Well, well - what can be found in _.146r.loop_unroll: Loop 10 is simple: simple exit 40 -> 42 number of iterations: (const_int 8 [0x8]) upper bound: 8 ;; Unable to prove that the loop rolls exactly once ;; Considering peeling completely ;; Not peeling loop completely, rolls too much (8 iterations > 8 [maximum peelings]) Really funny... Since when is "8 more than 8"? ;( However, gcc has no problems when unrolling without --ftree-vectorize: Loop 8 is simple: simple exit 28 -> 30 number of iterations: (const_int 8 [0x8]) upper bound: 8 ;; Unable to prove that the loop rolls exactly once ;; Considering peeling completely ;; Decided to peel loop completely Investigating...
(In reply to comment #10) > ;; Not peeling loop completely, rolls too much (8 iterations > 8 [maximum > peelings]) This is meant that original + 8 unroll iterations > 8. So, loop has 46 insns, and 9 copies of loops is more than PARAM_MAX_COMPLETELY_PEELED_INSNS (currently 400) and unroll is rejeceted. However, even with unrolled vectorized loop, we are still 50% slower. It looks that tight sequences of subsd/subpd and mulsd/mulpd kill performance in -ftree-vectorize: movapd %xmm6, %xmm0 movsd %xmm1, -200(%ebp) subsd %xmm5, %xmm0 subpd (%ebx), %xmm3 mulsd %xmm0, %xmm0 mulpd %xmm3, %xmm3 haddpd %xmm3, %xmm3 movapd %xmm3, %xmm2 movsd w2gauss.1408+8, %xmm3 addsd %xmm2, %xmm0 mulsd w1gauss.1411-8(,%eax,8), %xmm3 sqrtsd %xmm0, %xmm1 It looks that there is no other help but -fvect-cost-model. The results for induct.f90 (gfortran -march=nocona -msse3 -O3 -ffast-math -mfpmath=sse -funroll-loops) are: induct.f90, -ftree-vectorize without -fvect-cost-model: user 1m34.046s induct.f90, -ftree-vectorize with -fvect-cost-model: user 0m45.447s induct.f90 without -ftree-vectorize: user 0m45.215s
I suspect the vectorizer leaves us with too much dead statements that confuse the complete unrollers size cost metric. Running dce after vectorization might fix this.

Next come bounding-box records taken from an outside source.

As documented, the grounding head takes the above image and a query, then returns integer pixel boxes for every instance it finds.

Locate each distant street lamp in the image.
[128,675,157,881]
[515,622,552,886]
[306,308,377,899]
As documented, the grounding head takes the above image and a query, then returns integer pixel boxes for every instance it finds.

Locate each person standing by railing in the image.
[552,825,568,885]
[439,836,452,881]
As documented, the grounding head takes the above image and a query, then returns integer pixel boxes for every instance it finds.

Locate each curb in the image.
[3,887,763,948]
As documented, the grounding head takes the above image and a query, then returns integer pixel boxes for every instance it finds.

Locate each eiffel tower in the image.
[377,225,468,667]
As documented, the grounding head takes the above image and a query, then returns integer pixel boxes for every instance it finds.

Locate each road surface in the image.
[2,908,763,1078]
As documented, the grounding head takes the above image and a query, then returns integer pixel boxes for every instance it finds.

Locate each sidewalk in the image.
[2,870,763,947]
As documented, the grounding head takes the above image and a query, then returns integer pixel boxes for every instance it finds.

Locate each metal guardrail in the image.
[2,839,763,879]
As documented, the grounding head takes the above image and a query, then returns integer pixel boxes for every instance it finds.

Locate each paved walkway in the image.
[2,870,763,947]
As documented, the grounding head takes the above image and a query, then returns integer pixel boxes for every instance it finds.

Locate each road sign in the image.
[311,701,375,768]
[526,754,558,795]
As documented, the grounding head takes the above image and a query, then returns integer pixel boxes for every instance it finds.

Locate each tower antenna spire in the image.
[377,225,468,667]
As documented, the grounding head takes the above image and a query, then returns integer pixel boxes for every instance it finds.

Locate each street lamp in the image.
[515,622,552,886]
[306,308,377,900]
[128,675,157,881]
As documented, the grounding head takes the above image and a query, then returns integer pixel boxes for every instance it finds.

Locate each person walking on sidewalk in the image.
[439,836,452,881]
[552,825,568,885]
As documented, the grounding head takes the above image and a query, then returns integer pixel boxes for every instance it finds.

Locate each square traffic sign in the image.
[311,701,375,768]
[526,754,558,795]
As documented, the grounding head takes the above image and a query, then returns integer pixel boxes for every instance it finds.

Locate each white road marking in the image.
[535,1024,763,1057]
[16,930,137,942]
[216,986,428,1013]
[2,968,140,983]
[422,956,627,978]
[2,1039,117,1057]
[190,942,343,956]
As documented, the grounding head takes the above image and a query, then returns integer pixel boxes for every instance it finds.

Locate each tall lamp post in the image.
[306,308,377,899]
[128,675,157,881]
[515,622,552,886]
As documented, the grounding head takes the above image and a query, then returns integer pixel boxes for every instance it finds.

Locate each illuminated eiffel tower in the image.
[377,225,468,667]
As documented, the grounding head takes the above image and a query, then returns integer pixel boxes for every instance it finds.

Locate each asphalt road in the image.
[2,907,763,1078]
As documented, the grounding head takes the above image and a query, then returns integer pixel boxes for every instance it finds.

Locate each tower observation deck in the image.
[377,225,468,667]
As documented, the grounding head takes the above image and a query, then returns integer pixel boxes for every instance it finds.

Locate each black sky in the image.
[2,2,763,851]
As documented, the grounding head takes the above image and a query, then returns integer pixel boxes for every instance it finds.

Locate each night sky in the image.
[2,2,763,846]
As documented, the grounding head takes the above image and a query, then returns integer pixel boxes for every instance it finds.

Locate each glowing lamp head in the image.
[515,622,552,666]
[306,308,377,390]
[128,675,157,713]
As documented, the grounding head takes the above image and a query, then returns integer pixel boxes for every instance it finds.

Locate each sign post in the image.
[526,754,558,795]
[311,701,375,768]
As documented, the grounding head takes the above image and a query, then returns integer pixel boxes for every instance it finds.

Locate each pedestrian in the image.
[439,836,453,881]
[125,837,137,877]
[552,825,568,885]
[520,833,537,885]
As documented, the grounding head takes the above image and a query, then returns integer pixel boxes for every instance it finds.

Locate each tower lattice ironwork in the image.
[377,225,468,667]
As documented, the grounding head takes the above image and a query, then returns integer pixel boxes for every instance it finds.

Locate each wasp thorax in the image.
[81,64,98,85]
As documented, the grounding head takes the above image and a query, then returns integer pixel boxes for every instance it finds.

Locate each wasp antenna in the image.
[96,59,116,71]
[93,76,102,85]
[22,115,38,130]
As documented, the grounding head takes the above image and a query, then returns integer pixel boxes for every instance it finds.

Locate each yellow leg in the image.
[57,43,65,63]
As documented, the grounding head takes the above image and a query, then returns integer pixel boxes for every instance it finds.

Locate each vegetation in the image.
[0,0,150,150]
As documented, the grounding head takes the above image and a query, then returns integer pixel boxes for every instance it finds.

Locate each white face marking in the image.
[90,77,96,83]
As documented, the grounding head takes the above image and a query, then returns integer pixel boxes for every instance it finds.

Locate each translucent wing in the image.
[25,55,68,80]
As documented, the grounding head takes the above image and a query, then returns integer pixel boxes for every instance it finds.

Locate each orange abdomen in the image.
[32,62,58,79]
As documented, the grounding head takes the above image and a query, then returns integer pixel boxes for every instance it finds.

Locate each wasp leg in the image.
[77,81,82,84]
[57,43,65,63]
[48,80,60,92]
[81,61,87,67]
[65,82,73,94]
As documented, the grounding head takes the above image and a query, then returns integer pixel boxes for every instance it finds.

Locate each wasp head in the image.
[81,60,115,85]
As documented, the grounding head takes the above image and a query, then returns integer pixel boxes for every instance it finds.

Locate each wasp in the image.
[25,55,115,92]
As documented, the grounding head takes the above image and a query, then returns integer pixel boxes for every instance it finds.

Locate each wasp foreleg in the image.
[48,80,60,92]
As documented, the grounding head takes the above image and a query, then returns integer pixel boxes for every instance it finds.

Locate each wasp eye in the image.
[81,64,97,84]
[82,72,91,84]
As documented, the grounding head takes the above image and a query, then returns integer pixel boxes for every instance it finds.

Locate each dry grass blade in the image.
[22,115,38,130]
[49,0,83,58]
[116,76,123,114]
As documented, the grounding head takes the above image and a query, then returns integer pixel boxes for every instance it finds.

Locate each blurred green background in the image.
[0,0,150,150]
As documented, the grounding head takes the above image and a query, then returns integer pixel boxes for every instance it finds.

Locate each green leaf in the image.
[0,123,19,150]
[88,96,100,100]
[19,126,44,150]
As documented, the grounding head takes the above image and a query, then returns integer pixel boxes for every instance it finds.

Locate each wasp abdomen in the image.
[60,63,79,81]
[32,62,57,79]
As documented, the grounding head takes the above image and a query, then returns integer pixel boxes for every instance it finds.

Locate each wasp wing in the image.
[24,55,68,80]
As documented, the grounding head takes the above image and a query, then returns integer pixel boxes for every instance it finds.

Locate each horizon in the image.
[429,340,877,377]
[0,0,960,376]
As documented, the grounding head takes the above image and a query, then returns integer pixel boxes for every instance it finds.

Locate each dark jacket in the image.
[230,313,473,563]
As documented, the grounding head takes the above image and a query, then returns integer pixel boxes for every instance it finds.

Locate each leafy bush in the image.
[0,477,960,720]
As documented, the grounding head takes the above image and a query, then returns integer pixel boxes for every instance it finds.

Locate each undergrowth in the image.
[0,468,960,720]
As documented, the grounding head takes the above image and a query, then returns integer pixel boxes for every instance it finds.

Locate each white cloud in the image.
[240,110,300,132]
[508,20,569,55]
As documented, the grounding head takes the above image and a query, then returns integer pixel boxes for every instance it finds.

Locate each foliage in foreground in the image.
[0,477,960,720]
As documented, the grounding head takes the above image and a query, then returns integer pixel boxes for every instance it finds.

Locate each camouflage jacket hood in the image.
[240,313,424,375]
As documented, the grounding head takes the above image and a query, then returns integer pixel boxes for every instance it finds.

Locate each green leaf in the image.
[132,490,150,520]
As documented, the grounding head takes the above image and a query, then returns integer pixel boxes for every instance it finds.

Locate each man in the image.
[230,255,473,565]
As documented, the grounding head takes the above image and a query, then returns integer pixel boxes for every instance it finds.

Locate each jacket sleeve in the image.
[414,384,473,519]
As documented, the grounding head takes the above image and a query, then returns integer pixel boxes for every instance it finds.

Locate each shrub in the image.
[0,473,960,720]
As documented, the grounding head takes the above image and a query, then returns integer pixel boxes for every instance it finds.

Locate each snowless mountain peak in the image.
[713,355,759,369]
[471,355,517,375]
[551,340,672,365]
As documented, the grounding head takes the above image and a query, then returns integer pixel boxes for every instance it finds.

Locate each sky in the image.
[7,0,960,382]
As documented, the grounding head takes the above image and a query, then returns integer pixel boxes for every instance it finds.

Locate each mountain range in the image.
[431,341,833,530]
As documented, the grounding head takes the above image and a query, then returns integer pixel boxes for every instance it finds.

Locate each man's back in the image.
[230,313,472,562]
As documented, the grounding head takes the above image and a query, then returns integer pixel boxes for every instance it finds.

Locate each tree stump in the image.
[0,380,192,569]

core2 AMD 0m45.215s 0m4.312s (no vectorize) 1m34.046s 0m4.668s -ftree-vectorize 0m45.447s 0m4.300s -ftree-vectorize -fvect-cost-model i.e. "-ftree-vectorize -fvect-cost-model" is marginally faster than without -ftree-vectorize on AMD but slower on Intel; and on Intel "-ftree-vectorize" alone has a huge impact (80% slower) whereas on AMD only it is only 8% slower.
(In reply to comment #13) > core2 AMD > 0m45.215s 0m4.312s (no vectorize) Ehm, the first is full induct.f90 run on _nocona_, whereas AMD is the result of running the attached test. The table with comparable results is then: (gfortran -march=nocona -msse3 -O3 -ffast-math -mfpmath=sse -funroll-loops) nocona(32) AMD(64) 0m4.176s 0m4.312s (no vectorize) 0m8.169s 0m4.668s -ftree-vectorize 0m4.108s 0m4.300s -ftree-vectorize -fvect-cost-model
As I committed PR32086 to use the cost model, this should be fixed. However, I prefer to leave it open as a missed optimization since Richard G.'s comments suggest that: a) there should be a DCE pass after vectorization, b) the cost model might actually be wrong?
I have this noted down on my TODO list, so I suppose it's better to close this PR. I have opened PR34416 to track pass-pipeline issues we are aware of.